Mini-cours - Introduction et enjeux
L’humanité est un concept abstrait, universel, désignant la nature ou la forme essentielle des êtres humains. Comme tout concept, il peut se définir de deux manières :
- En extension.
- En compréhension (ou intension).
Une définition en extension indique l’ensemble des éléments ou réalités qui tombent sous un concept : l’humanité, ce sera alors l’ensemble des êtres humains indépendamment de leur culture ou de leur race, l’entité collective formée par l’ensemble des individus « humains » passés, présents et même futurs (en anglais, mankind, humankind ; en allemand : Menschleit). La définition en compréhension (ou intension) renvoie en revanche au contenu du concept et suppose d’expliciter l’ensemble des prédicats (ou propriétés) qui définissent et singularisent le concept. Le problème est alors plus épineux : qu’est-ce qui fait d’un être humain un être humain ? Quelles sont les propriétés et caractéristiques qu’on attribue à un être lorsqu’on parle de son « humanité » ?

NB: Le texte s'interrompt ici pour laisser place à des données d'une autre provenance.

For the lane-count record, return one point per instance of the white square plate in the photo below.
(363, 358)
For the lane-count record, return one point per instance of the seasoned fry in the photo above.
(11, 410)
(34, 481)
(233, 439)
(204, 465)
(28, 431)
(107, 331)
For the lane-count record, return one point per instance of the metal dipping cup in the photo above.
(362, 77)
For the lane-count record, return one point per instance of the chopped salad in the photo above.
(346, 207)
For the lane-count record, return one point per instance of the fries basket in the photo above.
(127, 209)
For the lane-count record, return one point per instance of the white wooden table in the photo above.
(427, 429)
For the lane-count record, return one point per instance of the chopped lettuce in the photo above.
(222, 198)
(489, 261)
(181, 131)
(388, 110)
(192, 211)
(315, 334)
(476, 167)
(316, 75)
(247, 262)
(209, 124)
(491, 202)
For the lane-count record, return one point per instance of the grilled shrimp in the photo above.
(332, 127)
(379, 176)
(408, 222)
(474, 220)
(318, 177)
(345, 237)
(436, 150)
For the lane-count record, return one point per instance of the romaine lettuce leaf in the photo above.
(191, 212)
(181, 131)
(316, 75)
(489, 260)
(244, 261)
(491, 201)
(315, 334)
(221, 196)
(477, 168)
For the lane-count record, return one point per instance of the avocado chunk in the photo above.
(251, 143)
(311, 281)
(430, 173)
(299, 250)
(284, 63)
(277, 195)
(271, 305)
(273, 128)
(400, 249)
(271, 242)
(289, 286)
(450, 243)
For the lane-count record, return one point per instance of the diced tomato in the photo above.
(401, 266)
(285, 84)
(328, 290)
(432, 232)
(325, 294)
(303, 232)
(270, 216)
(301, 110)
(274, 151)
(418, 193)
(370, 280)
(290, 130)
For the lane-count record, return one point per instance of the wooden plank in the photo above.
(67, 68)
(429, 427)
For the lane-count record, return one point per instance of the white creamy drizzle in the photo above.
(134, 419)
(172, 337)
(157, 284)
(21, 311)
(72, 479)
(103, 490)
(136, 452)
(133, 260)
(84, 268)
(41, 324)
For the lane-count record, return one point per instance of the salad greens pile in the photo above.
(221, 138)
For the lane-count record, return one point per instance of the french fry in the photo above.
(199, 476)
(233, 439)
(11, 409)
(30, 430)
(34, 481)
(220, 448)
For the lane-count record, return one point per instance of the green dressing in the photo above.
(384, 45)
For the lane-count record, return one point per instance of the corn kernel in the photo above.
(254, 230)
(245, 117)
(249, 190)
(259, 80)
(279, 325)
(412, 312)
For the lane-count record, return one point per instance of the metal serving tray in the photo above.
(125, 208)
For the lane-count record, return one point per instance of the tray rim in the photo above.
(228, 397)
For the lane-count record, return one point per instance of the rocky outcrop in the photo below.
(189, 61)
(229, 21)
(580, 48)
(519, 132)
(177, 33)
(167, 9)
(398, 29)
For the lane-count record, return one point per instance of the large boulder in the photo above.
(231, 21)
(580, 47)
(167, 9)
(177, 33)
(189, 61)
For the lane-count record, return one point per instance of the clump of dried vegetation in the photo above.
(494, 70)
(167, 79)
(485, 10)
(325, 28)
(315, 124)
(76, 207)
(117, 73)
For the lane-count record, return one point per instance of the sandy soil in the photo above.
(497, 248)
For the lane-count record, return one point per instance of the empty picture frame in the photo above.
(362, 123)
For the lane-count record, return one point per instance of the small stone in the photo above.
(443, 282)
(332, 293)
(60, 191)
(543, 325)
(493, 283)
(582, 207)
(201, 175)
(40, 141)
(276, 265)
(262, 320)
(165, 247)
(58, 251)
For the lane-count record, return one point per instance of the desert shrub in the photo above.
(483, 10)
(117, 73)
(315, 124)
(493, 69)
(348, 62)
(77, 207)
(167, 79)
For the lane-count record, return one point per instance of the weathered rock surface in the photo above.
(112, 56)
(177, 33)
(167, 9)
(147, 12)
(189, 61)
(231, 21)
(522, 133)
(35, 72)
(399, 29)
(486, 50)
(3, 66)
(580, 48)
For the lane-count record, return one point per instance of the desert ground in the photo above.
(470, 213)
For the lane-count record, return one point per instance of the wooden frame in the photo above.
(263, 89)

L’humanité renvoie donc à la fois à un ensemble d’individus et à une qualité propre à ces individus, mais cette qualité n’est pas nécessairement évidente : la bipédie, la posture droite, le langage, la raison, la sociabilité, la religion, la culture, lequel de ces phénomènes définit-il l’humanité ?
Se pose également le problème de l’unité du concept d’humanité : l’être humain possède-t-il une essence constante et universelle ou doit-on faire valoir l’irréductibilité des différences culturelles, historiques, ce qui rend difficile l’expression d’humanité au singulier ? Existe-t-il une nature humaine ?
À ce problème définitionnel s’ajoute une duplicité du concept d’humanité, lequel peut indiquer :
- Ou bien la propriété, objective et descriptive, de ceux qui sont des êtres humains.
- Ou bien la qualité, morale et normative, de ceux qui se comportent comme des êtres humains (en anglais : humanity ; en allemand : Menschlichkeit, Humanität).
Le fait même qu’on puisse parler d’actes « inhumains » réalisés par des êtres « humains » suffit à instiller le doute : l’humanité est-elle une qualité innée, dont disposerait tout être appartenant à l’espèce humaine, ou bien est-elle une qualité morale qu’on doit acquérir, par la culture et le jugement moral ? Ou bien est-elle une norme, distinguant ce qui doit être fait de ce qui ne doit pas être fait ? La difficulté est que, bien souvent, il est difficile de distinguer l’approche strictement définitionnelle et objective de l’humanité de la question normative : si l’on définit l’homme comme un « animal rationnel », il semble bien que l’on présuppose un certain idéal de conduite de la part de l’homme.